The size of the ascertained sample could produce considerable variability in apparent gender differences. With the exception of a few large studies (e.g., Arnett et al., 2017; Quinn & Wagner, 2015; Wheldall & Limbrick, 2010), only a few studies have had sample sizes in the thousands (e.g., Chan et al., 2008; Flannery, Liederman, Daly, & Schultz, 2000; Jiménez et al., 2011; Miles et al., 1998; Rutter et al., 2004; Undheim & Sund, 2008). Studies published before 1995 have typically had small samples of fewer than 50 with a reading difficulties (e.g., Berger et al., 1975; Finucci & Childs, 1981; Jorm, Share, Matthews, & MacLean, 1986; Lewis, Hitch, & Walker, 1994; Shaywitz et al., 1990).

Differences in year of publication

Finally, studies of gender differences in reading disability have been published over a 60-year period. Conceptualizations of reading difficulties measures of reading, and methods of identification have changed considerably, which also could contribute to differences in the magnitude of reported gender differences. Older studies tended to show larger gender differences (e.g., Berger et al., 1975; Lovell, Shapton, & Warren, 1964).

A reflection of underlying distributions or ascertainment bias?

The gender ratio may be artificially inflated due to differences in the underlying distributions of skills for males and females (e.g., Arnett et al., 2017; Hawke, Olson, Willcut, Wadsworth, & DeFries, 2009) or that more males are being referred than females as a result of ascertainment bias (Shaywitz et al., 1990).

Underlying distributions

The gender ratio increases as the severity of the difficulty increases.
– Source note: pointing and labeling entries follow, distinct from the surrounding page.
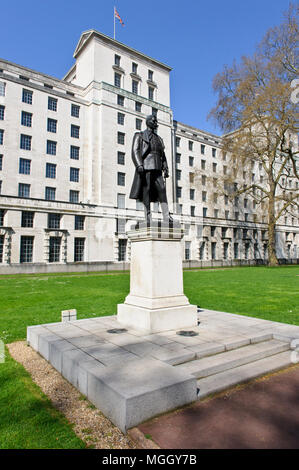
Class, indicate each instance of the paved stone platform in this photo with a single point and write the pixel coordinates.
(132, 376)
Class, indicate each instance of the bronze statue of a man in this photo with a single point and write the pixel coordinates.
(150, 162)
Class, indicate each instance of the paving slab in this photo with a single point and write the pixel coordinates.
(262, 415)
(131, 375)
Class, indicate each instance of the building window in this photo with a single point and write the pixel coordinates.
(50, 170)
(75, 131)
(75, 110)
(24, 190)
(50, 193)
(120, 100)
(51, 147)
(74, 175)
(213, 250)
(120, 119)
(2, 212)
(79, 222)
(121, 225)
(121, 158)
(52, 125)
(74, 196)
(26, 119)
(122, 248)
(225, 250)
(2, 88)
(52, 103)
(202, 251)
(27, 96)
(24, 166)
(25, 142)
(54, 221)
(54, 249)
(74, 152)
(26, 249)
(79, 249)
(187, 250)
(121, 179)
(27, 219)
(121, 138)
(135, 87)
(150, 93)
(117, 79)
(140, 206)
(121, 201)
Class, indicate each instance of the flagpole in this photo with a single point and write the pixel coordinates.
(114, 24)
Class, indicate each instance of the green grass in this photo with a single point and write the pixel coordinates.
(27, 418)
(269, 293)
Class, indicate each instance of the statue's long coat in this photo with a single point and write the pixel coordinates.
(140, 149)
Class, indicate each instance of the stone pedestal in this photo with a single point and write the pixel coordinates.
(156, 301)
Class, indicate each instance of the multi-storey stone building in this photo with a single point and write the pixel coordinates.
(66, 168)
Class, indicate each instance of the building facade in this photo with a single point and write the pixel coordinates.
(66, 168)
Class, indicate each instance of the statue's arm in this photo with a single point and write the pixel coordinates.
(136, 150)
(164, 161)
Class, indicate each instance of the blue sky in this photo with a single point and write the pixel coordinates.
(195, 37)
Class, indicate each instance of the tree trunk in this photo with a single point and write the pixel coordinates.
(273, 261)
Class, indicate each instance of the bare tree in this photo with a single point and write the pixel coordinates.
(255, 110)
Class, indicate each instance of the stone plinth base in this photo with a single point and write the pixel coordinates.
(156, 301)
(154, 321)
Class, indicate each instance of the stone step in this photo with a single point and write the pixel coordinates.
(237, 357)
(242, 374)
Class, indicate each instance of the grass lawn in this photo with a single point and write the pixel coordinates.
(27, 418)
(269, 293)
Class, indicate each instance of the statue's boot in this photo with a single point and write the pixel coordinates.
(165, 212)
(147, 215)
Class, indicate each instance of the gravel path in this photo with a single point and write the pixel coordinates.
(89, 423)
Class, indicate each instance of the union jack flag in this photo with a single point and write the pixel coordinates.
(116, 14)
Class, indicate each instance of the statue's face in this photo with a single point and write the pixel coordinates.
(152, 123)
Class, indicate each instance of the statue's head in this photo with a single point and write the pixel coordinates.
(152, 122)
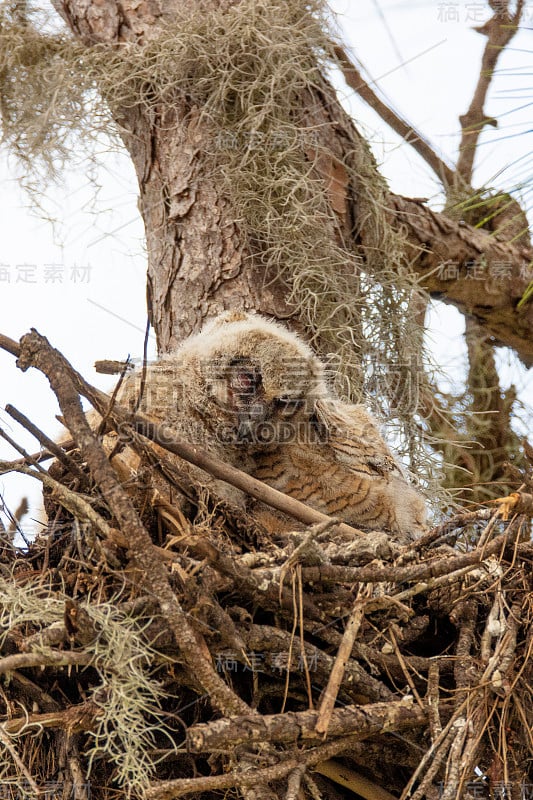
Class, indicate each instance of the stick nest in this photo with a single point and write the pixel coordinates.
(158, 642)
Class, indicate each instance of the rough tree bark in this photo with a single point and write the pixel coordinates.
(197, 260)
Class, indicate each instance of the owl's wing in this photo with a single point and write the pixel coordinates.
(353, 436)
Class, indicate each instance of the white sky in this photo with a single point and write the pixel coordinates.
(425, 58)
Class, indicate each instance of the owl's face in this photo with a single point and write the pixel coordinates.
(257, 382)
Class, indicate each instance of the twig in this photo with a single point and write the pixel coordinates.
(45, 441)
(499, 30)
(355, 81)
(343, 654)
(352, 780)
(36, 351)
(297, 726)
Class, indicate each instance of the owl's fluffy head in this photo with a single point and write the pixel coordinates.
(251, 380)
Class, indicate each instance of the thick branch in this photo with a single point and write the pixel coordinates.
(362, 721)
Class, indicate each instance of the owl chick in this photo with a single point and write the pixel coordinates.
(254, 394)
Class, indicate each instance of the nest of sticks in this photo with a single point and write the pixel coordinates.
(157, 643)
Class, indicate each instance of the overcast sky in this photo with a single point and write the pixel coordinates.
(81, 280)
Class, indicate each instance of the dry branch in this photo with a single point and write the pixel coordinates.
(301, 727)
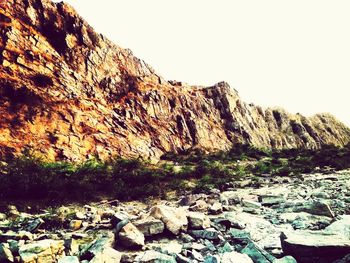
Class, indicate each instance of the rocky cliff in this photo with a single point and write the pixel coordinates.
(69, 93)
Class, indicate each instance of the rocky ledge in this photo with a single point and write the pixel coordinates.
(285, 220)
(68, 93)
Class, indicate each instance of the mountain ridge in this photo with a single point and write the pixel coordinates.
(69, 93)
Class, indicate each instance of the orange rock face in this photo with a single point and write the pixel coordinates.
(69, 93)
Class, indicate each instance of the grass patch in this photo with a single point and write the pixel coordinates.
(28, 177)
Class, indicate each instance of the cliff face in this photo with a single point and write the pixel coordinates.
(69, 93)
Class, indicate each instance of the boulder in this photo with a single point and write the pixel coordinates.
(175, 219)
(257, 254)
(251, 204)
(68, 259)
(235, 257)
(320, 208)
(229, 198)
(315, 246)
(46, 250)
(75, 224)
(216, 209)
(97, 247)
(200, 206)
(152, 256)
(212, 259)
(150, 226)
(5, 253)
(341, 226)
(198, 220)
(2, 216)
(209, 233)
(268, 200)
(108, 255)
(130, 236)
(286, 259)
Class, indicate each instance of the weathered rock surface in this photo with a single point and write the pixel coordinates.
(115, 232)
(130, 236)
(175, 219)
(315, 246)
(69, 93)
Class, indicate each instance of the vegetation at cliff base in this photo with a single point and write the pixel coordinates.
(28, 177)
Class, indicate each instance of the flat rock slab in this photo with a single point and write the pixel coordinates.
(315, 246)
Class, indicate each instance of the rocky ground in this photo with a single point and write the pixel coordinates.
(277, 219)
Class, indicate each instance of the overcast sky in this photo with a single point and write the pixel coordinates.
(293, 54)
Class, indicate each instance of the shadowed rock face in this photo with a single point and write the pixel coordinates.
(69, 93)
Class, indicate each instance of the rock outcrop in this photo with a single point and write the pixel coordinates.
(68, 93)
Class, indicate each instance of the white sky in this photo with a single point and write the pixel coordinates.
(289, 53)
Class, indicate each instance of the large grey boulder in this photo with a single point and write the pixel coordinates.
(152, 256)
(320, 208)
(198, 220)
(315, 246)
(42, 251)
(150, 226)
(175, 219)
(235, 257)
(5, 253)
(130, 236)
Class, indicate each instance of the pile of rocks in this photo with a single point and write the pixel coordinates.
(285, 220)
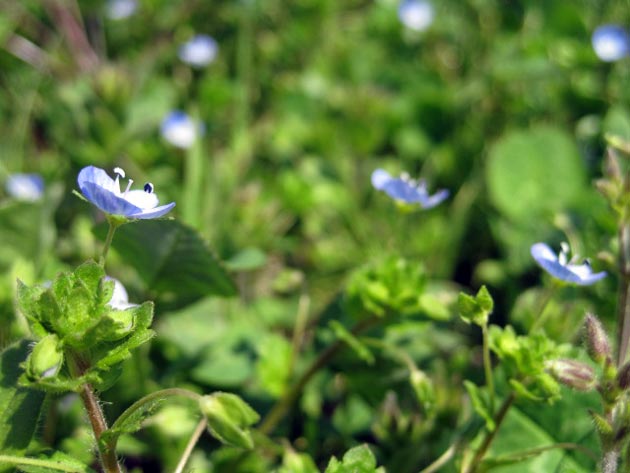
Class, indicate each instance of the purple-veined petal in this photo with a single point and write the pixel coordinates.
(153, 213)
(107, 201)
(380, 177)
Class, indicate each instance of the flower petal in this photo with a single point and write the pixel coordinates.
(141, 199)
(153, 213)
(97, 176)
(107, 201)
(380, 177)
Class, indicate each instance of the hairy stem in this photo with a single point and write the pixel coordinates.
(623, 308)
(487, 441)
(280, 409)
(201, 426)
(97, 417)
(487, 364)
(108, 241)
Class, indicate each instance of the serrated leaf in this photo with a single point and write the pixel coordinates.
(47, 463)
(527, 164)
(353, 342)
(19, 407)
(172, 259)
(356, 460)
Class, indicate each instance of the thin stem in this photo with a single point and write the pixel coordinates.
(485, 444)
(541, 318)
(201, 426)
(487, 364)
(280, 409)
(95, 414)
(623, 308)
(108, 240)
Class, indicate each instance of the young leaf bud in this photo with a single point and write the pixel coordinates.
(228, 418)
(45, 360)
(572, 373)
(424, 390)
(597, 342)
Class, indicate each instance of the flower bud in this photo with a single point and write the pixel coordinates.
(572, 373)
(623, 376)
(46, 359)
(597, 342)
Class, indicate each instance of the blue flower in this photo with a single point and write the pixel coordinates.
(104, 192)
(200, 51)
(560, 267)
(611, 42)
(416, 15)
(28, 187)
(406, 190)
(180, 130)
(120, 299)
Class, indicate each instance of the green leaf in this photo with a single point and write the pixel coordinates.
(353, 342)
(293, 462)
(480, 403)
(274, 363)
(46, 463)
(229, 418)
(172, 259)
(356, 460)
(20, 407)
(541, 166)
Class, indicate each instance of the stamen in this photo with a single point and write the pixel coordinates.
(128, 186)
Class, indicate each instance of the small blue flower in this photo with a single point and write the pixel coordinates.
(611, 42)
(104, 192)
(407, 190)
(560, 267)
(416, 15)
(120, 299)
(120, 9)
(27, 187)
(200, 51)
(179, 129)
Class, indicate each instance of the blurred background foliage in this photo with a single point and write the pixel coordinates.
(503, 102)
Pennington, Gilger, Olson, and DeFries (1992) reported a smaller ratio of males to females when using a moderate definition of reading disability (1.34:1) versus a severe definition (1.65:1) of reading disability. Quinn and Wagner (2015) also reported that as the severity of the reading difficulty increased (from below the 30th percentile to below the 3rd percentile), the gender ratio increased significantly (e.g., 1.30:1 in the 30th percentile to 2.09:1 in the 3rd percentile for a LA definition). Olson (2002) grouped readers identified with dyslexia by their full-scale IQ and the severity of their deficit in reading single words to estimate potential gender differences related to both IQ and severity of the reading problem. When there was no IQ selection criteria, as the severity of the word recognition (WR) deficit increased, the ratio of males to females increased from 1.11 (at 1 SD below mean on WR) to 2.01 (at 3.5 SD below the mean on WR). However, when children were selected for above-average intelligence (> 100 on full-scale IQ), the ratio of males to females increased from 1.36 (at one SD below the mean on WR) to a ratio of 9.6 (at 3.5 SD below the mean on WR). Alternatively, Chan et al. (2007) reported no gender differences according to three categories of increasing severity (mild, moderate, and severe).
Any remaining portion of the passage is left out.